By Paul Kelly
Traditionally, hedge funds and other investment firms have maintained in-house trading staff to operate in financial markets. However, a growing trend is to outsource this so that asset managers can focus on managing their portfolio, and the nuance of trade execution can be done by another firm. According to a survey by Northern Trust, 17% of surveyed asset managers already use outsourced trading, with 82% of the remainder expressing interest in outsourcing trading.
A key driver of outsourcing trading is scalability. As the business expands and contracts, costs can be scaled to match, whereas if trading is kept in-house, costs are fixed. Moreover, when asset managers deal in global equities, commodities or even cryptocurrency, there is a need to maintain a 24-hour trading operation with a wide skillset, often across different countries. This entails high costs. Instead, it can be cheaper to outsource to firms that can execute these trades at a large scale.
Keeping costs down is also important due to increasing interest in ETFs, which have increased in value almost fiftyfold from $204 billion held in ETFs in 2003 to $10 trillion in 2021. Since these funds are relatively low cost, with an average expense ratio of 0.45% in the US in 2019, asset managers are under pressure to either reduce costs or increase alpha in a cost-effective way. Therefore, outsourcing trading may be an effective way of staying competitive.

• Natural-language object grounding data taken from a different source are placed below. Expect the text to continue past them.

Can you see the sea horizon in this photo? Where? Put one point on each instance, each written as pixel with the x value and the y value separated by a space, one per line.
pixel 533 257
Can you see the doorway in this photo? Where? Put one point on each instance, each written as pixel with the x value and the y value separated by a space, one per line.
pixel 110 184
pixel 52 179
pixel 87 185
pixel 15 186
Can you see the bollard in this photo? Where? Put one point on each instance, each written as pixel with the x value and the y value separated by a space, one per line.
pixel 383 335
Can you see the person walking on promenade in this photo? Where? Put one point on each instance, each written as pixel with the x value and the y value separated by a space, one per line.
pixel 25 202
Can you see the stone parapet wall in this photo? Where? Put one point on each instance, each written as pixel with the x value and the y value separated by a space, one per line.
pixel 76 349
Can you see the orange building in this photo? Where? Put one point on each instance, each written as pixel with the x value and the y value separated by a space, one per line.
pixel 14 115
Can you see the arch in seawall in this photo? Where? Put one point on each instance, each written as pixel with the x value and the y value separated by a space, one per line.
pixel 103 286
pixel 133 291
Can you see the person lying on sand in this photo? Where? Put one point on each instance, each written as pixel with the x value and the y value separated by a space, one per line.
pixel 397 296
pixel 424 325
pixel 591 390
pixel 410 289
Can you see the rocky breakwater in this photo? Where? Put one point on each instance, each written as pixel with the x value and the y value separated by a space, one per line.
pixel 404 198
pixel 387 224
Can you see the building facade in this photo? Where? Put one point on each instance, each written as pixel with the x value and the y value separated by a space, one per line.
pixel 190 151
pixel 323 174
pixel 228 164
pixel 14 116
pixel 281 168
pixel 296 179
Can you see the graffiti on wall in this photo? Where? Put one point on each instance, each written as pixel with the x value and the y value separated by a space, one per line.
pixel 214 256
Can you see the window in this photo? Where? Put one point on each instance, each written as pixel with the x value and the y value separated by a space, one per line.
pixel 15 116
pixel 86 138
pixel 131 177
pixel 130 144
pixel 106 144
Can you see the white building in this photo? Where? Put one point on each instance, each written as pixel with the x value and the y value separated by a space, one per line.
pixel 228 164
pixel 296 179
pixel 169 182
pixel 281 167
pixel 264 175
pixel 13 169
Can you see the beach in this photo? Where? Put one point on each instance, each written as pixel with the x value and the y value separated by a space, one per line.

Before the pandemic, it was seen as necessary for portfolio managers to be in the same room as traders for quick communication in a fast-paced environment. However, the move to remote working in the earlier stage of the pandemic has shown that people can work effectively remotely and removed the psychological barrier that everyone needs to be in the same room.
Additionally, outsourcing can help asset managers keep pace with a climate of often intensifying regulation. The fact that Russian oligarchs, for example, are able to circumvent sanctions by using cryptocurrency, has prompted Western regulatory authorities to consider regulating cryptocurrencies. Outsourcing can allow firms to offload the burden of compliance to specialists rather than having to maintain in-house staff.
In the same vein, asset managers often need to maintain staff with very specialised skill sets. This can present a risk of skill retention. If one key trader is lost, it can take a significant amount of research to find talent and then train a person in the procedures of the company. This problem is mitigated if the trading operations are outsourced.
There are also technological benefits to be reaped form outsourcing trading. For example, updating legacy systems or introducing new technologies such as machine learning into investment algorithms requires a significant amount of time that distracts from the core business and interrupts the business flow. With outsourcing, asset managers can choose a firm that caters to the technological needs of the portfolio without having to be concerned with business disruption.
Although there is a certain anxiety in giving up control of a front-office activity through outsourcing, it is clear that outsourcing is competitive and, when the trader and the manager of the fund are different people, it doesn’t make sense to expect traders to generate alpha, in-house or otherwise. Taken as a whole, outsourcing trading allows asset managers to focus fully on their core competencies and reduce cost.